Alhamdulillah, kita diwarisi oleh
Rasulullah Shalallahu `Alayhi wa Sallam Al Qur`an dan Assunnah sebagai sebagai
pedoman hidup. Dimana dua pedoman hidup tersebut disusun langsung oleh sang
pencipta kehidupan itu sendiri dan Dzat yang paling mengerti seluk beluk dan
rahasia kehidupan yakni Allah Ta`ala melalui utusanNya Nabi Muhammad Shalallahu
`Alayhi wa Sallam. Diantara kandungan Al Qur`an dan Assuunnah ini, terdapat
sebuah pedoman yang akan membimbing siapapun orang yang mengimani keduanya
(kaum mukminin) agar dalam setiap sunnatullah (musibah dan kesenangan) tersebut
selalu dalam keadaan beruntung (berpahala). Dengan kata lain selama ia masih
hidup di dunia ini, maka ia akan selalu beruntung baik ketika berhadapan dengan
musibah atau dengan kesenangan. Oleh karena itu kita perlu mempelajari kembali
Alqur`an dan Assunnah dalam masalah ini, agar kita dapat menyikapi setiap
ujian-ujian tersebut dengan sikap yang tepat.
Suatu ketika Rasulullah
Shalallahu `Alayhi wa Sallam pernah mengungkapkan kekagumannya terhadap keadaan
kaum mukminin. Sebagaimana yang ditegaskan oleh beliau Shallallahu `Alalyhi
Wasallam dalam sabdanya:
”Sungguh mengherankan perkara orang mukmin itu, sesungguhnya
seluruh perkaranya adalah baik baginya. Dan hal itu tidak dimiliki oleh
siapapun kecuali orang mukmin. Jika dia diberi sesuatu yang menggembirakan dia
bersyukur, maka ia menjadi baik baginya. Dan apabila ia ditimpa suatu madharat,
ia bersikap sabar, maka itu menjadi baik baginya.”(HR.Muslim)
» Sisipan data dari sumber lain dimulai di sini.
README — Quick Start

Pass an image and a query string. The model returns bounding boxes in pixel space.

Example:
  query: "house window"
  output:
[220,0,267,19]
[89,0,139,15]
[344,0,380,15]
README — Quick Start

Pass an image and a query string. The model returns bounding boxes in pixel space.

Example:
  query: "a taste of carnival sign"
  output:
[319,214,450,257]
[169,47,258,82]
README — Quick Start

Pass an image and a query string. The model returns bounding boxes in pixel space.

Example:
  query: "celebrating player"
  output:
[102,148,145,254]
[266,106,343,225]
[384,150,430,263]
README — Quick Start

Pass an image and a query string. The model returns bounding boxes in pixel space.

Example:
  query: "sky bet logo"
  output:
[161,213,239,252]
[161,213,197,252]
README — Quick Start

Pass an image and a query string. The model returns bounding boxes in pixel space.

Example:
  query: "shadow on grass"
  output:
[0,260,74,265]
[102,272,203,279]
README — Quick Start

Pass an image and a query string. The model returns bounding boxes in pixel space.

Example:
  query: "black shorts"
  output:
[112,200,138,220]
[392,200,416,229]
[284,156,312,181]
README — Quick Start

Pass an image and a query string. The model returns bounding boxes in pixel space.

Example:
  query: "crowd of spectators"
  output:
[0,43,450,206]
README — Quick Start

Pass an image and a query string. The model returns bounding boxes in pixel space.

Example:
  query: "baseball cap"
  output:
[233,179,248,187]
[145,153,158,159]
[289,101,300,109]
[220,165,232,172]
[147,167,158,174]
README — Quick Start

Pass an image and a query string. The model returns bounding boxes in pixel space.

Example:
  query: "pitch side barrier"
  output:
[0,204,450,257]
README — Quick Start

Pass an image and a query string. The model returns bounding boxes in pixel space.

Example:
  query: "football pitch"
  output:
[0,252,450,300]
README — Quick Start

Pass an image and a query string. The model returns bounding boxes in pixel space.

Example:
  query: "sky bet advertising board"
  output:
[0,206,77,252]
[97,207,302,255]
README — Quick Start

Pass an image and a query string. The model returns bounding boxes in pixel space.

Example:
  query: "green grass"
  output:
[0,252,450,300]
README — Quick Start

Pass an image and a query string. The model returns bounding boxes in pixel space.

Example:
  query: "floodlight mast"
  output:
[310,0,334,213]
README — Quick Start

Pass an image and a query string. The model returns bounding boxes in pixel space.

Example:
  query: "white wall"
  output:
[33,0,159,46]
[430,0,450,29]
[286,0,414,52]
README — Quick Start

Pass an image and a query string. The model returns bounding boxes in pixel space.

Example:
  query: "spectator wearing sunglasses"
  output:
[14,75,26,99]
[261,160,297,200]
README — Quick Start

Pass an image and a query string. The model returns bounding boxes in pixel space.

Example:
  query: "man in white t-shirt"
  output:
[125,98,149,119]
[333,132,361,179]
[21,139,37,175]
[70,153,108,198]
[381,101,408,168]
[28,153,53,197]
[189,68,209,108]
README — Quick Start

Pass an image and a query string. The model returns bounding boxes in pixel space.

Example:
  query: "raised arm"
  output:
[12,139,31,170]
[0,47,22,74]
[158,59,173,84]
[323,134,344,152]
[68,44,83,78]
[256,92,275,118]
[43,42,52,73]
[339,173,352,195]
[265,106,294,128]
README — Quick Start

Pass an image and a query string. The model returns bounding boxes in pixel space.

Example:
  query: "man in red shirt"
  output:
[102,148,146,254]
Dalam hadits diatas, Rasulullah
Shalallahu `alayhi wasallam memberitakan bahwa bagi seorang mukmin, baik
didalam kesenangan maupun musibah, tetap ada peluang untuk beruntung
(berpahala).
1.Ujian dalam bentuk kebaikan. Dalam ujian model ini ada
kewajiban bagi seorang mukmin padanya, yaitu bersyukur. Dengan memanfaatkan
segala kenikmatan tersebut untuk ketaatan kepada Allah sehingga dengan sikap
syukur atas kenikamatan itu, menjadikan ia akan semakin dekat dengan Allah dan
inilah orang yang beruntung dalam ujian jenis ini. Namun ada pula orang yang
gagal dalam ujian jenis ini, yaitu orang yang dengan ujian ini justru semakin
jauh dari Allah, yaitu ketika nikmat yang Allah berikan tersebut malah ia
gunakan untuk durhaka dan maksiat kepada Allah, sehigga dengan nikmat tersebut
ia justru semakin jauh dari Allah. Allah Ta`ala berfirman dalam surat Ibrahim
(7):
Dan (ingatlah juga), tatkala Tuhanmu memaklumkan;
“Sesungguhnya jika kamu bersyukur, pasti Kami akan menambah (nikmat) kepadamu,
dan jika kamu mengingkari (nikmat-Ku), maka sesungguhnya azab-Ku sangat pedih”.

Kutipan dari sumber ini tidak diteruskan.